For long distances this pioneer trace followed the great drainage divide-Dry Ridge-between the waters of Licking on the east and the springs falling into Elkhorn and Eagle Creeks, tributaries of the Kentucky River, on the west.  Much of this route, particularly in what is now Kenton and Grant Counties, was part of the old Buffalo Trail from Big Bone Lick to the Lower Blue Licks.  Buffalo paths made up other considerable portions of this route as in some parts of Scott County.  Furthermore, it is reasonably certain that a well defined Indian hunting trail connected the more sharply marked animal courses, for the aboriginal savage liked best to travel the high unobstructed ridges, particularly if in so doing he could find the game he sought following their natural runways.  This may be sure was the case along the great Dry Ridge divide.

Today this road thoroughly modernized with every convenience for the traveler is the Eastern Dixie U. S. 25, from Covington to Middlesboro.  The greatest portion of the Dry Ridge Route was, some two generations ago, appropriated by the Queen and Crescent division of the Southern Railway, a lasting testimonial to the sagacity of the unknown pioneers who first blazed this route from the heart of the bluegrass region to the all important juncture of the Ohio and the Licking Rivers, where three great cities, Cincinnati, Covington and Newport were in later years to stand.

Jillson relates that in 1751, Col. Christopher Gist entered Kentucky at the mouth of Scioto (at Fullerton, Kentucky) went down the Ohio to Limestone Creek (Maysville), then taking the high ridge westwardly through Mason, Bracken, Pendleton, Grant and Owen Counties, at length came to Drennon's Lick in Henry County.  The high ridge is easily recognized as Kentucky Route 22, running through Brooksville, Falmouth and Williamstown.  The presumption is strong that KY. 22 from Williamstown east to the vicinity of Locust Grove near one branch of Fork Lick was also part of the Buffalo Road referred to by Jillson.

BIRD'S CROSSING

At a point about one mile and one half south of Boyd, Kentucky, on the gently flowing South Licking River, there is a memorable spot.  The course of the river changes in a bend; the banks narrow and form a riffle of perhaps sixty feet wide.  It was at this point that Capt. Bird and his large force of Indians crossed the river with cannons in 1780 in June.  Local folklore still recounts the cannon that was lost in the river at this spot.  (If all cannons had been lost, Ruddle's and Martin's Stations would not have fallen.)

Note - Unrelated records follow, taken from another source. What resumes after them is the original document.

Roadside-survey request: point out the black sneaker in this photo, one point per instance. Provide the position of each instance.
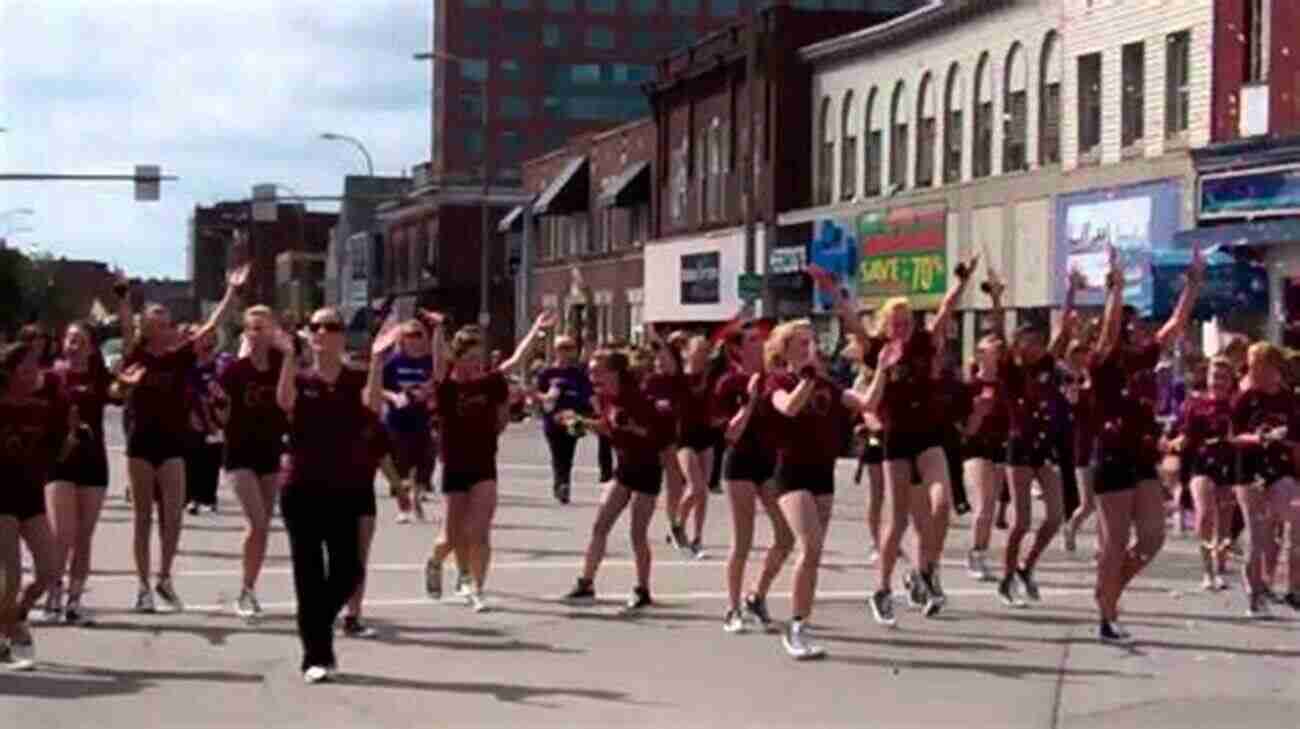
(584, 591)
(1030, 584)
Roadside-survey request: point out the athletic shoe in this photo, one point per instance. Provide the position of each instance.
(1110, 632)
(882, 608)
(1006, 591)
(168, 594)
(144, 601)
(433, 578)
(976, 565)
(796, 646)
(733, 621)
(638, 601)
(354, 628)
(247, 606)
(1030, 584)
(584, 591)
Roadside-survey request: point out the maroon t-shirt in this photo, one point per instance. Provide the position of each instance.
(817, 435)
(1123, 387)
(324, 428)
(160, 400)
(471, 421)
(909, 403)
(255, 419)
(638, 430)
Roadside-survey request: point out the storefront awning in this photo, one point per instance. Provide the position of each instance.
(631, 187)
(568, 192)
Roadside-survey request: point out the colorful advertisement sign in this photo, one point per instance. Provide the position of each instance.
(1134, 220)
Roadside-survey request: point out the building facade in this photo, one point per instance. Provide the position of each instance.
(1030, 131)
(586, 229)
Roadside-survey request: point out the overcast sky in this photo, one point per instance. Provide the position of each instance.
(221, 92)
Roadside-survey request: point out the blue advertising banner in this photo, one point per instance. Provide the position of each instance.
(1135, 220)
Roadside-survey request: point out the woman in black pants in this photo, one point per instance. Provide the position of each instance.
(328, 404)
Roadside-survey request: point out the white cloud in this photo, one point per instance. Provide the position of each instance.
(222, 94)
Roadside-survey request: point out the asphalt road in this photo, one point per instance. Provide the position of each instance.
(534, 662)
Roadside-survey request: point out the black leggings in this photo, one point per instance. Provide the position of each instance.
(324, 541)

As one stands on the east bank, totally covered by trees and undergrowth, it almost seems imaginable that a Shawnee could be behind every tree and that Bird's Crossing is just getting underway.  Though unmarked by a historical marker, this is, indeed, a historical spot.

As has been previously stated it is very difficult to trace the exact route from Falmouth that Capt. Bird and his expedition took to Boyd.  Filson in his famous map of 1784 shows Bird crossing Raven Creek, south of Berry, which is incorrect.  One early historian briefly stated that Bird went from Falmouth "by land, the season being dry and the south fork dry."

CONCLUSION

Jillson mentioned that the Buffalo Path crossed the Ohio River opposite the Point to present day Cincinnati, and then branched off to the Little Miami River.  In western Hamilton County, overlooking the Great Miami River valley, several miles north of Cleves, there is still a road, on a high ridge, called Buffalo Ridge Road.

Now Cincinnati is called the Gateway to the South, but the same "Point" also was equally important to the pioneers, because the Licking Route, the Dry Ridge Trace, the Buffalo Path from Big Bone Lick all converged at Cincinnati.  The Licking River flows into the Ohio at this point and the history of the Kentucky settlements and Ohio Indian Wars are woven innertwineably with Cincinnati, the Licking River and General Clark.